7 Mins Read

16 Apr 2024

Making Overture Maps Data More Efficient With GeoParquet And Apache Sedona

Authors

Querying Overture Maps GeoParquet data using Apache Sedona

Visualizing points of interest within walking distance from each stadium.

The latest release of Overture Maps data is now published in GeoParquet format, allowing for more efficient spatial operations when selecting subsets of the dataset and enabling interoperability with a growing ecosystem of data tooling that supports the cloud-native GeoParquet format. In this post we explore some of the motivations and advantages of publishing the Overture Maps data as GeoParquet as well as the process used by Overture to generate and publish a large scale geospatial dataset as GeoParquet using Apache Sedona.

Understanding GeoParquet

Built upon Apache Parquet, GeoParquet is an open-source file format specifically designed for storing geospatial data efficiently. Apache Parquet is a column-oriented data file format optimized for storing data efficiently in cloud data object stores like Amazon’s S3 service. However Parquet lacks native support for geospatial data. GeoParquet extends Parquet by defining a standard for storing geometry data and associated metadata, such as the spatial bounding box and coordinate reference system for each file.

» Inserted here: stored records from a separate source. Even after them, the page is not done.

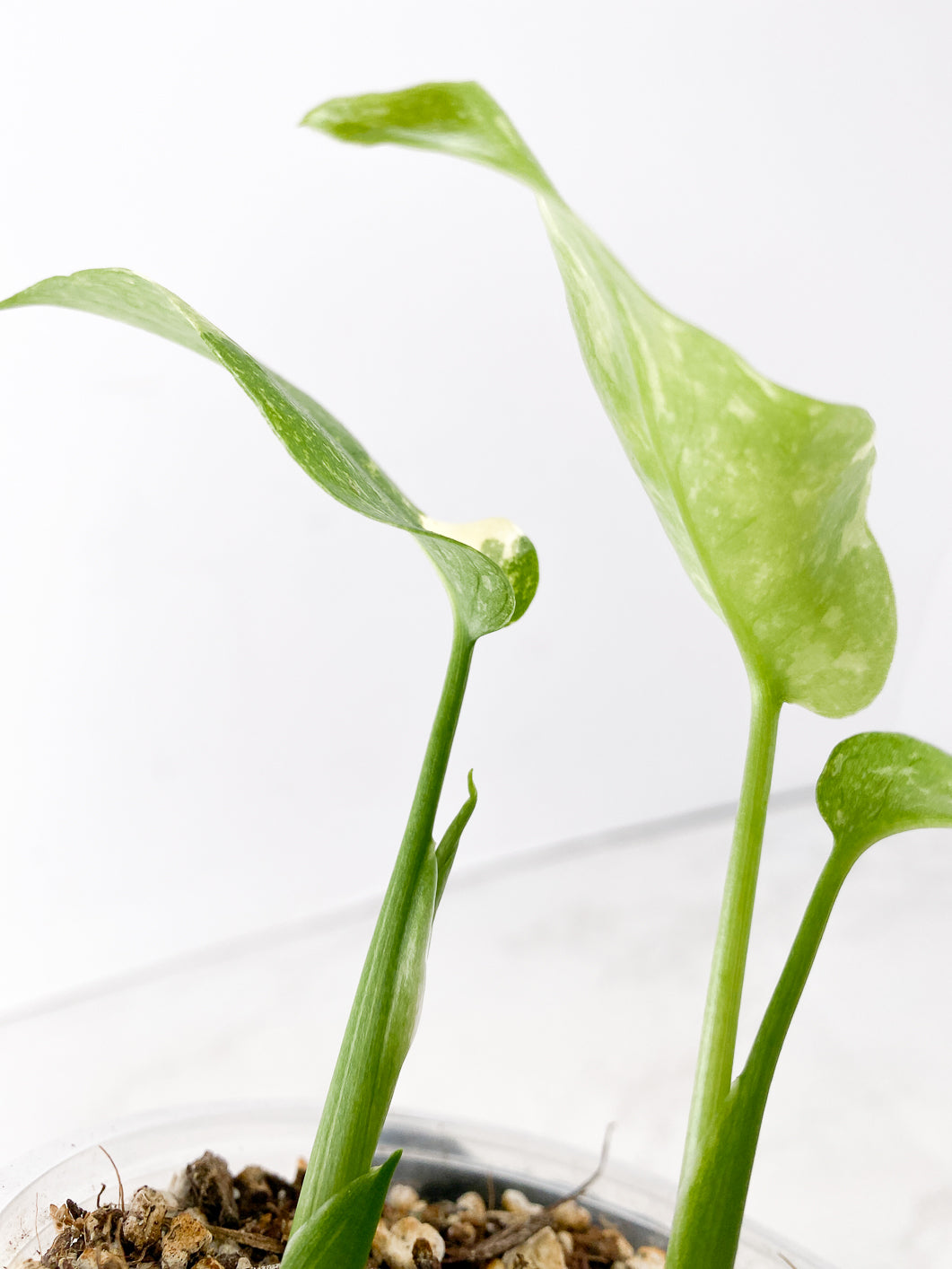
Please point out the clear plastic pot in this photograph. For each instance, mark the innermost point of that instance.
(440, 1158)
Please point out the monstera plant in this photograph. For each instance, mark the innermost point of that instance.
(762, 493)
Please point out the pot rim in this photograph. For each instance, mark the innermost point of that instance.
(648, 1195)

In a nutshell, GeoParquet adds the following information to the file metadata:

Version: the GeoParquet specification version of this file
Primary column: the main Geometry Type column should be considered when there are multiple Geometry Type columns stored in this file.
Column metadata per Geometry Type column:
- Encoding of the geometry data. Currently only WKB format is supported.
- Geometry types: all possible geometry types occurred in this column, such as POINT, POLYGON, LINESTRING
- Coordinate reference system information, bounding box, geometry orientation, and so on

In GeoParquet, all geometric data is required to be housed in Parquet’s Binary Type. This data must adhere to the encoding specifications detailed in the column metadata, which currently employs Well-Known Binary (WKB) encoding.

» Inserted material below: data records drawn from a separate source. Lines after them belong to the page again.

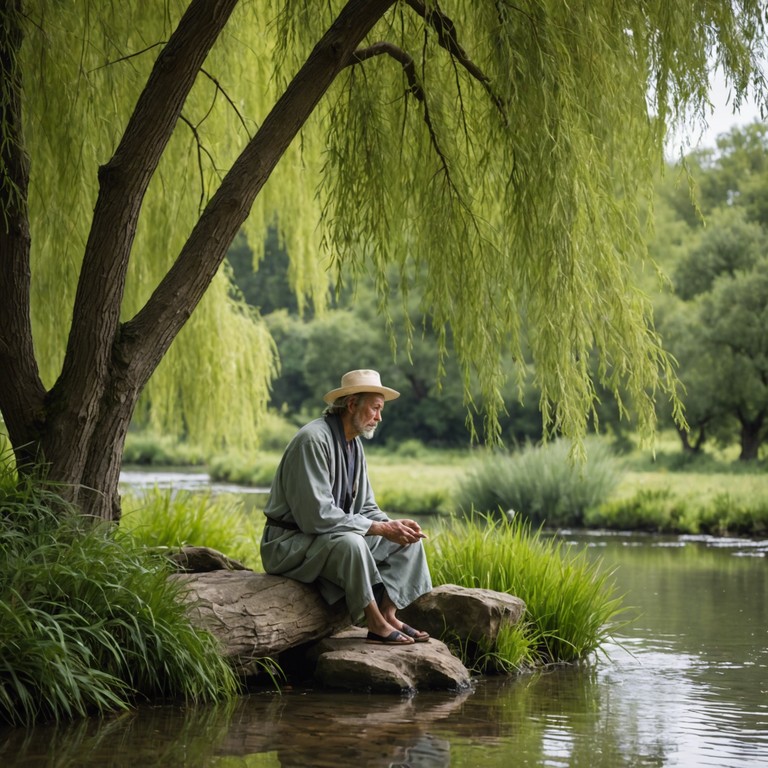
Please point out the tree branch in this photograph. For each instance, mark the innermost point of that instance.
(414, 88)
(448, 39)
(21, 390)
(155, 326)
(123, 183)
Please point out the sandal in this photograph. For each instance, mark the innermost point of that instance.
(418, 635)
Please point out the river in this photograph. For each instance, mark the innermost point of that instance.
(685, 683)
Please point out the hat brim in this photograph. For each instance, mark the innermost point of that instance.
(385, 392)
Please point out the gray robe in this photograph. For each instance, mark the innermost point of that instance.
(327, 544)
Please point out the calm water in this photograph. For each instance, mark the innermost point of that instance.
(685, 684)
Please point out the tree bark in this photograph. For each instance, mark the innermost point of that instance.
(78, 429)
(751, 432)
(21, 390)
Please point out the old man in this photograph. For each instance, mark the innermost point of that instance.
(323, 523)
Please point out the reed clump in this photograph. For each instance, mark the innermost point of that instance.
(571, 600)
(544, 484)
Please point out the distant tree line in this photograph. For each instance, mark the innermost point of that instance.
(714, 320)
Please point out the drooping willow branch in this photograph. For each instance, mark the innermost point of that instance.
(448, 39)
(414, 88)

The storage of geometries in GeoParquet using Parquet’s intrinsic binary format ensures that standard Parquet readers can seamlessly access GeoParquet files. This feature significantly enhances GeoParquet’s compatibility with existing data systems. Nevertheless, a dedicated GeoParquet reader, designed to interpret GeoParquet metadata, can utilize this information for further optimizations and to execute more advanced geospatial operations.

Benefits of GeoParquet

GeoParquet integrates all the advantages of Parquet, such as its compact data storage and rapid data retrieval capabilities. Additionally, GeoParquet introduces a standardized approach for storing and accessing geospatial data. This standardization significantly simplifies the process of data sharing and enhances interoperability across various systems and tools within the geospatial data processing ecosystem.

Crucially, GeoParquet enables specialized GeoParquet readers to optimize geospatial queries, significantly enhancing the efficiency of data retrieval. This optimization is particularly vital for applications demanding real-time data processing and analysis.

A significant contributor to this enhanced efficiency is the bounding box information (abbreviated as BBox) embedded in the GeoParquet file metadata. The BBox effectively serves as a spatial index, streamlining the process of data filtering. This is particularly useful when executing geospatially driven queries. When a spatial query is executed — for instance, searching for all points of interest within a certain area — the GeoParquet reader first checks the BBox information. If the query’s geographic area doesn’t intersect with the BBox of the data, the reader can immediately exclude that file from further consideration. This step vastly reduces the amount of data that needs to be retrieved and processed.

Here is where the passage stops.